演化博弈论为解释如何促进和维持合作的问题提供了强大理论框架. 对于有限种群, 随机性起着重要的作用, 可通过随机演化博弈动态来研究策略的演化. 基于随机过程的有限种群的演化博弈动态中, 不同的策略更新规则导致不同的演化博弈动态过程. 该文旨在对有限种群中基于随机过程的演化博弈动态及其合作机制的研究进行综述, 并分析未来发展趋势. 首先对不同策略更新规则下的演化动态研究进行综述,主要包括~Moran~过程、Wright-Fisher~过程、Fermi~过程及愿景更新过程, 然后对演化博弈理论框架下促合作机制进行综述, 最后分析探讨有限种群中随机演化博弈动态未来的研究.

Abstract

Evolutionary game theory provides a powerful theoretical framework for how unrelated and selfish individuals promote and sustain cooperation. Randomness plays an important role in finite population and the evolutionary dynamics can be studied through stochastic processes. In the evolutionary game dynamics of finite population based on stochastic process, different strategy updating rules lead to different evolutionary game dynamic processes.

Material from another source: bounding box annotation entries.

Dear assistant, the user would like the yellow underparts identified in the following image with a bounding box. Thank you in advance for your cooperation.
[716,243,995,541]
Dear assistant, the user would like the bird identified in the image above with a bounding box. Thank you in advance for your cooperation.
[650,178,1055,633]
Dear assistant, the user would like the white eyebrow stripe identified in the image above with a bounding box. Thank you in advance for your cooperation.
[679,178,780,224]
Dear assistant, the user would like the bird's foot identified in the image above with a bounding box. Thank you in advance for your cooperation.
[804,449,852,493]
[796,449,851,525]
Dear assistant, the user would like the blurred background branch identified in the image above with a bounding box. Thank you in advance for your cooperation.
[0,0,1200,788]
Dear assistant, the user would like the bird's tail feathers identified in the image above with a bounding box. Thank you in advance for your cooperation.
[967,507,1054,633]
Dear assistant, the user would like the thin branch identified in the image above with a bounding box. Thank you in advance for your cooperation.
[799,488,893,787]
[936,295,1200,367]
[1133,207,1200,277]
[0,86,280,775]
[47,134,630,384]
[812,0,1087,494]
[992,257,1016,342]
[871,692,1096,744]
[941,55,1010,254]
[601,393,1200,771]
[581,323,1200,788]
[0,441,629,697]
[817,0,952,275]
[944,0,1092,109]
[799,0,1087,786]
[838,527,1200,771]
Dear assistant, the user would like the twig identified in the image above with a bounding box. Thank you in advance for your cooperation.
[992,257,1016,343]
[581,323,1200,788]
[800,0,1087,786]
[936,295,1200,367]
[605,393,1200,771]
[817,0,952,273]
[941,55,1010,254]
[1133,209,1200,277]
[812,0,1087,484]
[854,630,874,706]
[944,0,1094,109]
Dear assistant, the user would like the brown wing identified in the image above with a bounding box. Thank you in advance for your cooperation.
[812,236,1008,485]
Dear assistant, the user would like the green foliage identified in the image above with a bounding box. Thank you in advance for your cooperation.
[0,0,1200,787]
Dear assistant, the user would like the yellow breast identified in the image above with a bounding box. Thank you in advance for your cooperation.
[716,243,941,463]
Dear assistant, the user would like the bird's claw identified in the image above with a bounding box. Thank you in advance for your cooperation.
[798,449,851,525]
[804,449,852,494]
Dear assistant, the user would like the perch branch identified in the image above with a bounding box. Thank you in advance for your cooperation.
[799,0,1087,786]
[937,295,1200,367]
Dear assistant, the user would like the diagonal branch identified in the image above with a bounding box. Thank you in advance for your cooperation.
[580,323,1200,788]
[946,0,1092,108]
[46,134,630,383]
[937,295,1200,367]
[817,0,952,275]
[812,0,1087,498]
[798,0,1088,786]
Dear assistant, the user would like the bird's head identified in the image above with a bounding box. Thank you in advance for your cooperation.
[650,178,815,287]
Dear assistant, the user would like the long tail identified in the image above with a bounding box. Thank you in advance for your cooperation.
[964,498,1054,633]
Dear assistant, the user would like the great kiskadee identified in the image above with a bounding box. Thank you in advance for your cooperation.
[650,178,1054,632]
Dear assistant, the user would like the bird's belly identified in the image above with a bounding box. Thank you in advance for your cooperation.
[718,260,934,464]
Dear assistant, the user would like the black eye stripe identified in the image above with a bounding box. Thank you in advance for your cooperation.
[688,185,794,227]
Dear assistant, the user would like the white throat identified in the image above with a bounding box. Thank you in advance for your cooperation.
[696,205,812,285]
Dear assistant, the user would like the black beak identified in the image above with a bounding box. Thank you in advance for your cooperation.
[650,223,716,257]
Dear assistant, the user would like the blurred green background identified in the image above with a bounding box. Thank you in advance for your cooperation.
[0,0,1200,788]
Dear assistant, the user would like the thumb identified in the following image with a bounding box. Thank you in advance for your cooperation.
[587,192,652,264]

The purpose of this paper is to summarize the research status on the dynamics of evolutionary games and cooperation mechanism based on stochastic processes in finite populations, and to analyze its future development trend. Firstly, the research on evolutionary dynamics under different strategy updating rules is reviewed, including the Moran process, Wright-Fisher process, Fermi process and aspiration-driven updating process, and then the cooperation mechanism under the framework of evolutionary game theory is reviewed. Finally, the future research on stochastic evolutionary game dynamics of finite population is analyzed and discussed.

关键词

随机演化博弈, Moran~过程,  / Wright-Fisher~过程, Fermi~过程, 合作机制.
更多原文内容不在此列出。